三年処暑/言葉の違い
「前」と「後」の前後関係を考えてみる。「前を向こう」「後ろを向くな」という言葉にも現れている通り、「前」は未来を、「後」は過去を示す。しかし「前に行った」「後で行く」といえば「前」は過去を、「後」は未来を示す。過去、現在、未来は時間軸を絶対的な基準としているが、前、後は相対的なものだ。従って、逆さに使うことができる。「前のことは忘れて、前を向きなさい。」
「左」と「右」もまた曖昧なものだ。中学生の頃、理科を学んでいて心臓の左右方向に混乱したのを覚えている。また、そもそも左右をすぐさま判断できない人がいると聞く。確かに、当然の共通認識と思い込んでいるが絶対的な基準はない。各辞書の語釈を比べてみると面白い。東西南北やアナログ時計、漢字の書き順、辞書自身のページ番号と、さまざまな説明が試みられている。
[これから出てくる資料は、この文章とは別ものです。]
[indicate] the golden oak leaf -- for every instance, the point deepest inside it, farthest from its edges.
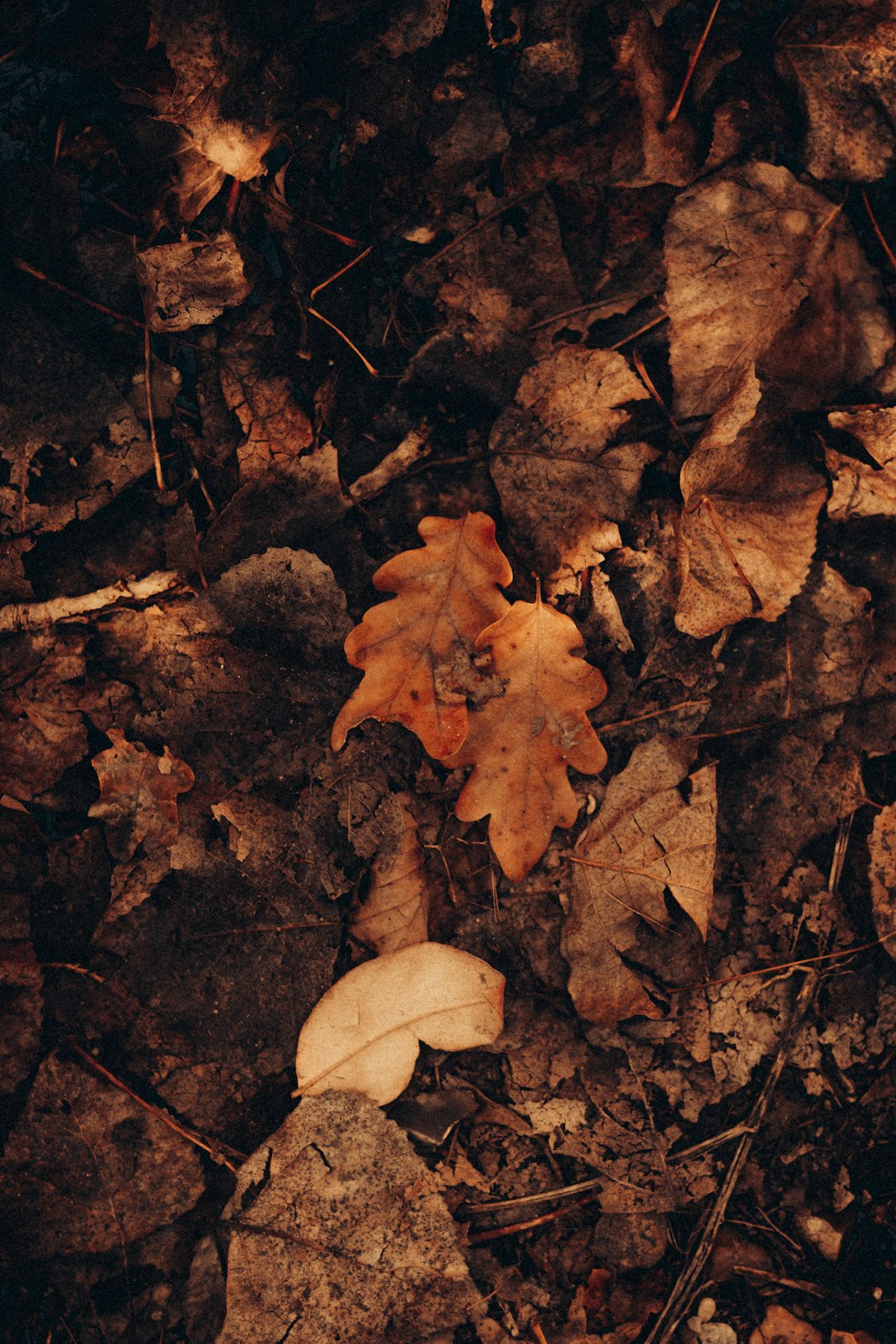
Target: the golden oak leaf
(416, 650)
(395, 913)
(139, 795)
(520, 743)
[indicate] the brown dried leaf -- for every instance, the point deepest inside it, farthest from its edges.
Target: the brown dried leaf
(262, 397)
(522, 743)
(859, 488)
(139, 795)
(844, 60)
(563, 483)
(366, 1032)
(655, 832)
(763, 269)
(416, 650)
(191, 284)
(748, 523)
(881, 845)
(42, 728)
(395, 913)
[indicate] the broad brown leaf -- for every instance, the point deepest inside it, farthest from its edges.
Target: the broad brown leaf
(843, 56)
(762, 268)
(395, 913)
(520, 743)
(139, 795)
(650, 836)
(861, 489)
(748, 523)
(416, 650)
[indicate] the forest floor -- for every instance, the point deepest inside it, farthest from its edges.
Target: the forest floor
(278, 284)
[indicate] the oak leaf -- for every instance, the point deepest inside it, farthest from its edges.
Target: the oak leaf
(763, 269)
(416, 650)
(520, 743)
(139, 795)
(748, 523)
(364, 1034)
(395, 913)
(655, 832)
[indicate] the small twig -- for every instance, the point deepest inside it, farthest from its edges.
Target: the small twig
(342, 335)
(156, 459)
(37, 616)
(221, 1152)
(648, 383)
(883, 242)
(412, 449)
(63, 290)
(676, 108)
(687, 1283)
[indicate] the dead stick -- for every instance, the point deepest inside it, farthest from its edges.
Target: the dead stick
(679, 1301)
(37, 616)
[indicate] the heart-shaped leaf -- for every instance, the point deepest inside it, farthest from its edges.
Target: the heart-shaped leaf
(364, 1034)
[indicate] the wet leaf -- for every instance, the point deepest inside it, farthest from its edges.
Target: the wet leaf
(416, 650)
(364, 1034)
(864, 489)
(564, 483)
(336, 1226)
(139, 795)
(395, 912)
(843, 58)
(655, 832)
(748, 522)
(523, 743)
(763, 269)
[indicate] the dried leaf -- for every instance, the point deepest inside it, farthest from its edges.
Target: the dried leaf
(416, 650)
(191, 284)
(395, 913)
(881, 847)
(748, 522)
(139, 795)
(655, 832)
(763, 269)
(336, 1227)
(366, 1031)
(262, 397)
(563, 481)
(522, 743)
(843, 56)
(864, 489)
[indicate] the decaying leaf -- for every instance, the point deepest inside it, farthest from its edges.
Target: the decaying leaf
(861, 489)
(338, 1227)
(765, 269)
(190, 284)
(262, 397)
(843, 56)
(139, 795)
(881, 845)
(364, 1034)
(564, 485)
(748, 522)
(520, 743)
(416, 650)
(655, 834)
(395, 913)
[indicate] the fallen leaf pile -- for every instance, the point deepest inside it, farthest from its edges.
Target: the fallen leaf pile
(448, 665)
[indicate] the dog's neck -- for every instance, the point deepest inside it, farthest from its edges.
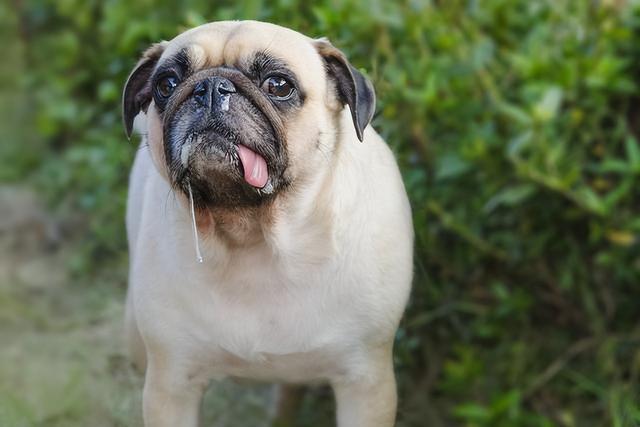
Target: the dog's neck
(234, 227)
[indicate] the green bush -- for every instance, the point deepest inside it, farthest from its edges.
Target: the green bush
(515, 123)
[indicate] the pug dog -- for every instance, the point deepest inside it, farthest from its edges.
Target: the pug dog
(269, 230)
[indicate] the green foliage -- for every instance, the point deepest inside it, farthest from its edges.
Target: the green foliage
(516, 124)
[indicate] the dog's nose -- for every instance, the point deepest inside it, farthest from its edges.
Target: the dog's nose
(213, 92)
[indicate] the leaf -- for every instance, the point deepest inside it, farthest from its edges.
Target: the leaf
(510, 196)
(451, 166)
(547, 108)
(633, 153)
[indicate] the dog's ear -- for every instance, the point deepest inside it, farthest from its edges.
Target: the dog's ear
(137, 90)
(354, 89)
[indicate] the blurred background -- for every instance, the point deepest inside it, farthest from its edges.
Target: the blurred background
(516, 126)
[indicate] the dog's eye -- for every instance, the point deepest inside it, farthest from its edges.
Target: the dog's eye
(166, 86)
(278, 87)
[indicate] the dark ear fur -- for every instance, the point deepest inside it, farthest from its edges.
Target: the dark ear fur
(137, 90)
(354, 89)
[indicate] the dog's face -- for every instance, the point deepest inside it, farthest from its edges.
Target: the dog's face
(241, 111)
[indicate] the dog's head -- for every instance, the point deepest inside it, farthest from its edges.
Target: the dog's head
(242, 110)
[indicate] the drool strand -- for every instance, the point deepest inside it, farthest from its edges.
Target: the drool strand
(195, 225)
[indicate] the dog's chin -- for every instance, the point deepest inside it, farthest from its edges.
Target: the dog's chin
(210, 164)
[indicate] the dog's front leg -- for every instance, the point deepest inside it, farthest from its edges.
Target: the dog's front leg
(170, 397)
(368, 400)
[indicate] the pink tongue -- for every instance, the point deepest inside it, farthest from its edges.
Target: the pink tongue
(255, 168)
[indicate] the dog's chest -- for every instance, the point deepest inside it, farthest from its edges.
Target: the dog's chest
(265, 321)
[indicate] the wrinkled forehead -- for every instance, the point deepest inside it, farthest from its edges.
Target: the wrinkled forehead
(233, 43)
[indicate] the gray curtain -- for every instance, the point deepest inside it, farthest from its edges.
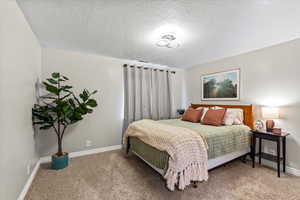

「99」と「100」の差は1である。「73」と「74」の差も1だ。ここに数学的な違いはなく、科学的分析においても当然違いはない。しかしあらゆる場面、株式市場や感染症対策といった淡々とした分析が求められる状況でさえ、われわれは十進法上の切りのいい数値に意味を持たせがちだ。客観的説明のために数字を用いているはずが、言葉として捉えているのである。
「得る」と「失う」は、現象として見れば全く同義だと思う。何かを得た時、何かを失っている。逆も然り。力学的エネルギーは保存される。では、なぜ人は喪失感に苛まれるのだろうか。もちろん、人の感情は現象全体を基準としているのではなく、自分自身を基準としているからだ。それが言葉の違いにも反映される。
「暑い」と「寒い」には、季節がもたらす豊かさが含まれていたはずだ。時には慈しみ、時には警戒する。しかし、この頃は「暑い」も「寒い」も同様にただ「不快」を示してはいないだろうか。無思考な快適さだけを求め、いずれは暑い、寒いの区別もなくなり、ただ「快」と「不快」の言葉だけで事足りてしまうのかもしれない。その兆候となる言葉が「エモい」だ。「感情が揺れ動いた」という内的現象自体を表現しているわけだが、そのままで言葉が成立するとは。本来、その内的現象の内容を表現するのが言葉ではなかったか。
人は言葉を通して考えており、考えている以上は言葉によって物事を捉えている。言葉によって、感情や現象は固定化するのである。もし違う言葉になってしまうなら、いっそ言葉にはせず、そのままにしておいた方がいいのかもしれない。正しい言葉を用いなければ、元々の感情や現象の意味内容が変わってしまうのだから。